I loved her response so much I tried to call her.  For six months, she wouldn’t talk with me.  She was too busy taking care of the poor to be bothered talking about it.

Finally, one hot summer day we got together at her home in a wide spot in the road, called Thornton, Arkansas. When I asked her why she did what she did, she told me her earliest memories were of her mother taking care of people.

“My mother always saw after everybody who couldn’t see after themselves.  We never knew who would be eating or sleeping with us.  She would take in prostitutes, alcoholics, anyone.  She was always filling out papers for them, taking people food or clothing – whatever.  In her later years she would get up in the morning and put on a big pot of turnip greens or beans or soup and she would watch the people coming down this road out here to see who might be hungry.”

JoAnn followed her mother’s lead for more than forty years.  A one-woman Salvation Army, she did whatever needed to be done for the poor in the four counties surrounding the little town of Thornton, Arkansas.  It is a mark of her impact that many government agencies referred problems they couldn’t solve to her.

When I asked about it, she said “I do nothing” and pointed to the contents of her two storage sheds.  “All this stuff has been given to us.  I’m just a tunnel it flows through.  It didn’t come from me.  It comes from caring people.  A lot of them, I never see.  I don’t even know how they find out about me, but they will come here and bring things or drop them off on the porch.”

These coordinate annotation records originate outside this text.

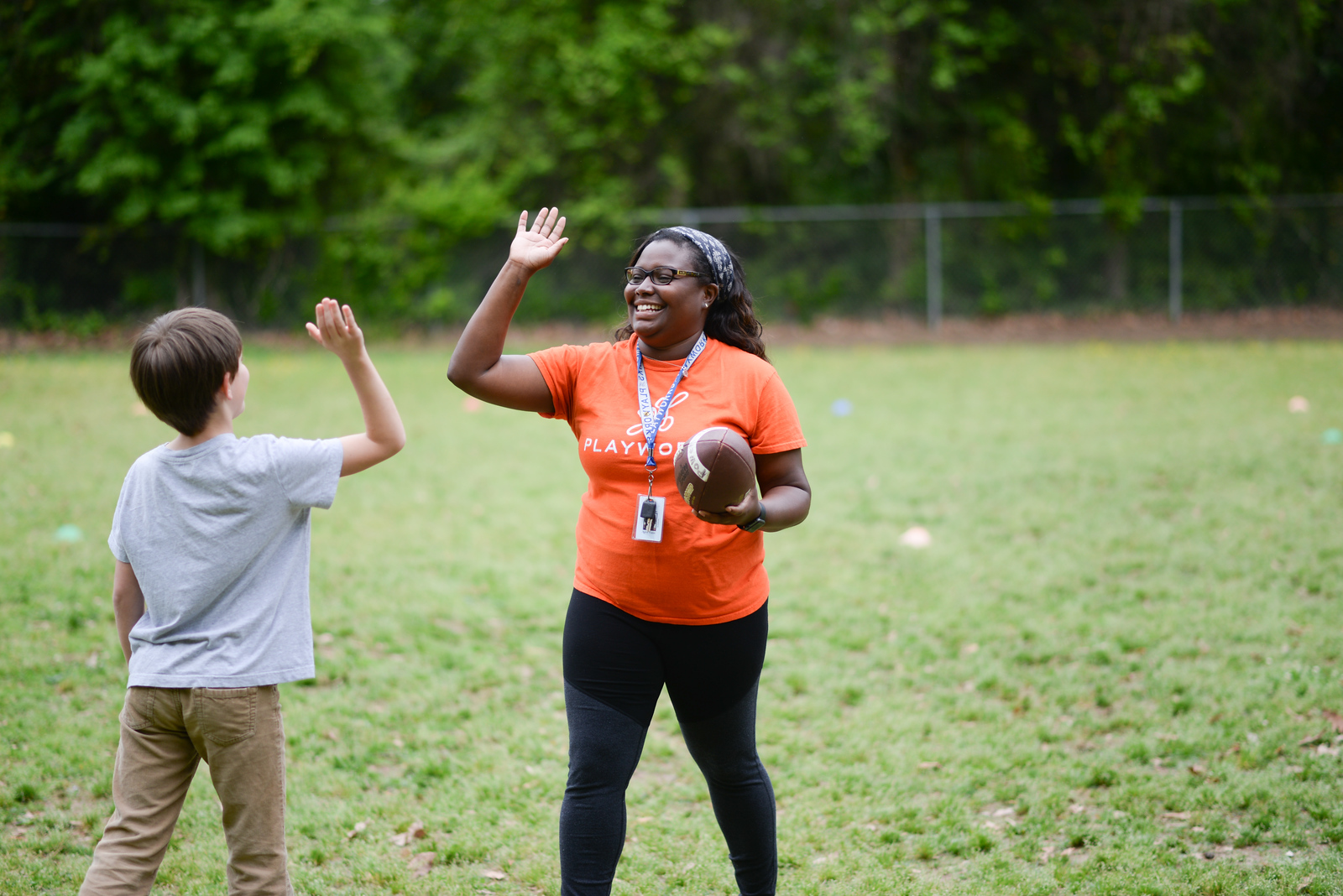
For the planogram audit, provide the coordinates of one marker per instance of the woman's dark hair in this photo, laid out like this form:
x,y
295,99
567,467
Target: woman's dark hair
x,y
732,314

JoAnn believed human begins cannot be fully happy until they serve the purpose God intended for them.  She found her joy in helping others and felt blessed by the process.

“The poor have done for me more than I will ever do for them,” she said.  “They make me feel needed.  What would I do with my life if I didn’t have people who needed me?  Play bridge?  Collect dolls and clean house?  Anybody can dust!  It’s a joy to just be alive and be of service to somebody.

“I don’t care how who you are,” she said.  “You can find a way to help somebody.  When you want to find a way, there is a way.  Don’t ever be afraid to do what is in your heart.”